Voici une des plus naïves et des plus jolies compositions du célèbre peintre anglais Wilkie. Comme ce petit tableau de genre est animé, comme la vie y circule! Il a la grâce, le charme, la vérité, en un mot toutes les qualités précieuses qui distinguent les œuvres des grands artistes anglais et qui leur donne un mérite spécial, une originalité réelle.


Un tableau de Wilkie.


Cette scène ne semble-t-elle pas formée de personnages vivants? Ce tableau n'est-il pas parlant?
Un jour, en vous promenant dans n'importe quelle partie de la campagne britannique, vous avez trouvé une humble maison dont la fenêtre était ouverte, et vous vous êtes indiscrètement penché pour regarder. Un intérieur anglais vous est apparu tout brillant de sa propreté proverbiale. Tout semble reluire: pas une toile d'araignée entre les poutres solides, pas un objet hors de place. La lumière frappe sur l'armoire bien frottée, sur le pot bien net, sur tous les ustensiles du ménage bien rangés par la main d'une ménagère soigneuse. La scène qui se passe là est à la fois simple et comique.
Une souris s'est échappée de cette souricière que vous apercevez dans un coin, et elle a fui, effrayée. Où est-elle? Sans doute sous la chaise ou sous le rouet de cette gracieuse jeune femme qui a remonté si naturellement ses pieds et ses jupes pour ne pas donner asile à l'ex-prisonnière contre laquelle un enfant et un chien ont subitement organisé une chasse. Ils y mettent de l'ardeur, de la passion. L'un enfonce vivement son balai sous la chaise, l'autre y porte avidement son museau. Mais ce qui est bon à regarder, c'est derrière le groupe affairé qui furète, la figure paisible et pourtant curieuse de la vieille mère qui a été attirée par le bruit et dont on n'aperçoit que la tête et la main droite contre la porte entrebâillée, c'est la gaieté éclatante du mari qui a été tellement saisi par le rire, que sa pipe lui est tombée d'entre les dents.
Cette scène familière est un tableau peint de main de maître, et les qualités du maître y rayonnent.
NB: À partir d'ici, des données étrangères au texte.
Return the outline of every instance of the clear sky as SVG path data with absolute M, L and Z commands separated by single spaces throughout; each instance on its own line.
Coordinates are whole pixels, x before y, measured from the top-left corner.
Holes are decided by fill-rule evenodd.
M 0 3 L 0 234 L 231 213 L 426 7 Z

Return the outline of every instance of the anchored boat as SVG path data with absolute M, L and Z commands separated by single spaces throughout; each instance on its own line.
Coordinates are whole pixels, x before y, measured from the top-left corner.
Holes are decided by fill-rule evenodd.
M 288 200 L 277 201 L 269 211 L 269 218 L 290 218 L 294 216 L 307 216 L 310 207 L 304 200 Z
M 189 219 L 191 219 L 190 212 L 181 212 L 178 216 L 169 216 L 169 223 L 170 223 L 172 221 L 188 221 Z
Voyez comme les poses sont admirables de naturel, comme les gestes sont simples mais exactement vrais. Cette femme penchée pour regarder à ses pieds qui ne s'appuient plus que sur la pointe de ses souliers, ce mauvais chien flairant, la queue dressée, le poil hérissé, cet homme riant les mains en l'air, le chapeau renversé, d'un rire franc qui vous gagne, tout jusqu'à cette malheureuse pipe qui s'est vidée dans sa chute et dont le contenu fume sur le plancher, concourt à rendre cette petite toile très-intéressante pour le regard.
Voilà comment on comprend la peinture de genre. Elle doit être la reproduction fidèle mais intelligente des scènes où se reflètent le caractère, les habitudes, les mœurs d'un peuple. Ici, maison et personnages sont bien anglais, le peintre national leur a donné un cachet auquel nul ne peut se tromper. C'est que Wilkie a mis un grand talent au service de la peinture de genre qui est montée au premier rang en Angleterre. Elle met devant nos yeux les scènes intimes, familières, le mouvement de tous les jours. c'est la vie réelle reproduite sous ses aspects les plus simples, les plus ordinaires, ce n'est pas le réalisme. En définitive, le sujet de ce tableau est des plus vulgaires: Une souris échappée! L'inspiration proprement dite n'a rien à voir là-dedans; il n'y a pas une idée, un sentiment, un fait à idéaliser, c'est à dire à élever dans de hautes régions. Mais ce vulgaire est gracieux dans sa simplicité, dans sa vérité. Étudiez ce pauvre intérieur, cette famille d'artisans. Pas un détail choquant, pas une figure repoussante ou grossière. Le visage de la mère est vénérable, celui du mari honnête, joyeux, ouvert, l'épouse est une belle femme aux bras ronds, à la taille gracieuse. L'artiste a peint une scène familière, il n'est pas descendu au trivial.
Il n'y a donc pas à s'étonner que la peinture de genre ait acquis en Angleterre une vogue et une célébrité très-méritées. Ainsi comprise, elle attire, elle plait, elle amuse. On regarde avec plaisirs ces jolis tableaux comme on lit avec un intérêt des plus vifs un page de ces romanciers à l'esprit profond et singulièrement observateur qui, dans leurs ouvrages sans prétention, se montrent souvent bien supérieurs à nos romanciers épris de l'épouvantable, de l'étrange, de l'impossible. Wilkie est un peu le Dickens du pinceau. Ses œuvres, qui jouissent d'une grande popularité dans notre France, sont spirituelles, gracieuses, d'un naturel exquis, achevé.
Du reste, s'il aime à peindre des scènes familières du genre de celle que représente notre gravure, il a su traiter d'une manière tout à fait supérieure des sujets dignes en tout point de son pinceau. Dans la Saisie, la Lecture d'un testament, la Lettre de recommandation, le Retour inattendu, l'effet dramatique est énergiquement, puissamment, et, ce qui est surtout remarquable,  simplement rendu.
David Wilkie est Écossais. Il est né à Cults dans le comté de Fife, le 18 novembre 1785; il est mort en 1841.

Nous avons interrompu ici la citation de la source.